Gli ufficiali della sezione di biologia dei Ris, che non si sono mai occupati in precedenza dell’omicidio di Meredith Kercher, inizieranno le indagini giovedì 10 ottobre alle ore 14 presso la sede dei Ris di Roma. Un atto necessario, l’ha definito l’avvocato della famiglia Kercher, Francesco Maresca, la perizia fatta in appello era incompleta. “Le conclusione le trae la Corte. Se vengono rintracciati profili genetici di imputati o vittima si fa un ulteriore passo avanti”.Per Giulia Bongiono, avvocato di Sollecito, bisogna affidarsi solo alle prove scientifiche e documentali.”Il quesito che pongo e porrò sino alla fine è come è possibile che sulla scena del delitto non ci siano tracce di Sollecito”. Raffaele non era in aula ma in una delle prossime udienze farà una dichiarazione spontanea.

Il suo avvocato Luca Maori. “Non è venuto perchè la sua presenza avrebbe concentrato l’attenzione su di lui, non va bene perchè deve essere sul processo”. Amanda segue il processo dagli Stati Uniti e comunica con i suoi avvocati via sms. La prossima udienza sarà il 6 novembre. In quell’occasione si terrà l’esame dei periti e dei consulenti di parte nel contraddittorio processuale. Successivamente inizierà con la relazione del procuratore generale la discussione della causa. Intanto nell’udienza di venerdì è stato ascoltato Luciano Aviello, un ex collaboratore di giustizia che è stato compagno di cella di Sollecito, già ascoltato nei processi perugini quando accusò il fratello dell’omicidio, ma poi, per quelle dichiarazioni, venne indagato per calunnia. Aviello è stato chiamato a testimoniare di nuovo per una questione meramente procedurale. Lo stesso presidente della Corte d’assise d’appello di Firenze ha ricordato come le sue dichiarazioni lo abbiano portato all’accusa di calunnia e che il processo si aprirà nel gennaio del 2014.
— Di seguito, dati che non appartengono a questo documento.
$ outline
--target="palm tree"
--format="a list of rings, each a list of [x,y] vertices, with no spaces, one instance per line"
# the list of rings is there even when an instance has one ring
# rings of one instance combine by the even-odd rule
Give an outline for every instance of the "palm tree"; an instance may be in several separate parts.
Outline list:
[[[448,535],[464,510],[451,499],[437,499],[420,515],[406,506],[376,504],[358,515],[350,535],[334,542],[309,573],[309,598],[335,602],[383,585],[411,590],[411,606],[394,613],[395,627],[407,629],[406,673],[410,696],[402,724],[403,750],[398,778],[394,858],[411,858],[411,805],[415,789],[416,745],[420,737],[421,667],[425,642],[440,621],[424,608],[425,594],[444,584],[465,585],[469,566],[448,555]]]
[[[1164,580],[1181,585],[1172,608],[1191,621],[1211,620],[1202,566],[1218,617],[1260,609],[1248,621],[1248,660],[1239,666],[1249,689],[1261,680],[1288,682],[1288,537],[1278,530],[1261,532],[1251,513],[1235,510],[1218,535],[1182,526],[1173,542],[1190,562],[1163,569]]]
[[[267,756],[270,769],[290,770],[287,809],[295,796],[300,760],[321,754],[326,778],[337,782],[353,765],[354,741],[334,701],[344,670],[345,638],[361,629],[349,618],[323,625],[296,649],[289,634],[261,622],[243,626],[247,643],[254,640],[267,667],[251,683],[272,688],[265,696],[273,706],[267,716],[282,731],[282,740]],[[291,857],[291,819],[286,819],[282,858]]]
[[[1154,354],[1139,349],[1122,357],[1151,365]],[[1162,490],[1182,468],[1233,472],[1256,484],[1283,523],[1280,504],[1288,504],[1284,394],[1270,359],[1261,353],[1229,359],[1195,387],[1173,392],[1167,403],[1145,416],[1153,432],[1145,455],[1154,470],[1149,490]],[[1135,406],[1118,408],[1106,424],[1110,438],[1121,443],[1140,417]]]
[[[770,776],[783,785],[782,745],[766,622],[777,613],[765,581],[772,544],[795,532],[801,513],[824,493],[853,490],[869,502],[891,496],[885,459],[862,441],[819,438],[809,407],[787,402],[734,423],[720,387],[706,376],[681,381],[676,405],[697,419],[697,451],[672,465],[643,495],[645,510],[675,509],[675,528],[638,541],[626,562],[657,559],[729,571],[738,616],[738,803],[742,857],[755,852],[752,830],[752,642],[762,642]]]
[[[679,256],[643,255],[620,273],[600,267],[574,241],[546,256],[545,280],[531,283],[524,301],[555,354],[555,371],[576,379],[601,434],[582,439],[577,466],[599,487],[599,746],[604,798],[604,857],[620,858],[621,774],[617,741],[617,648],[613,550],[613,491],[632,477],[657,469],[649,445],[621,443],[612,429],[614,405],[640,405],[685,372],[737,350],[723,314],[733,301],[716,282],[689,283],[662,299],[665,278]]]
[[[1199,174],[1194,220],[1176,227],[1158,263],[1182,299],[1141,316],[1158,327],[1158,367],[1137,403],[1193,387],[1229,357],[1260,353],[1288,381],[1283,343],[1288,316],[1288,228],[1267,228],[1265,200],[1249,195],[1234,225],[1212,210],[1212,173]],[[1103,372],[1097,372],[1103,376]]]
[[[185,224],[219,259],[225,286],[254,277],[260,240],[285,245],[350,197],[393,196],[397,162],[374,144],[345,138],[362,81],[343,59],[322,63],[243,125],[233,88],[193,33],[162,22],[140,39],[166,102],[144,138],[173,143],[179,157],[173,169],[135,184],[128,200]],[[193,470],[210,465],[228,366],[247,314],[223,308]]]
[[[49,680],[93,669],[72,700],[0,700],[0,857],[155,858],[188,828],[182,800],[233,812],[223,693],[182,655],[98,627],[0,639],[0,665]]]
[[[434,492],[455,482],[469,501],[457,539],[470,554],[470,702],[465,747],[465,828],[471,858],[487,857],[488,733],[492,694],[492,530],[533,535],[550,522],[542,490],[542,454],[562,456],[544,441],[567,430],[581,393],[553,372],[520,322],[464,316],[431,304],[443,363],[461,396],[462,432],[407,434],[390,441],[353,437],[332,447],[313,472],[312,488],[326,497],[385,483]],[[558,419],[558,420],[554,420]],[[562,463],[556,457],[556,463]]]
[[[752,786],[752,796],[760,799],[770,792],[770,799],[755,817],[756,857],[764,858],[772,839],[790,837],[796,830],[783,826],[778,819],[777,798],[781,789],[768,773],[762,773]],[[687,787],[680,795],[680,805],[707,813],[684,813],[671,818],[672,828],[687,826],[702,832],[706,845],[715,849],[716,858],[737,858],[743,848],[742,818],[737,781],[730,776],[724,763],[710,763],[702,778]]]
Aviello, attualmente detenuto in carcere ad Ivrea, ha risposto alle domande spiegando anche di chiamarsi Luciano Lucia e di essere in attesa di “un cambio di sesso”. Nella sua dichiarazione ha detto: “Sull’accusa a mio fratello (deceduto, ndr) non cambio idea, mio fratello è il colpevole, non lo sono nè Amanda nè Sollecito. Tutto il resto è noia”. Secondo Aviello l’omicidio sarebbe avvenuto durante una rapina. Scettici sulle dichiarazioni tutti i legali: la stessa avvocato Giulia Bongiorno, che difende Sollecito, ha glissato un commento su Aviello, rispondendo che il giudizio si deve basare su “prove certe”.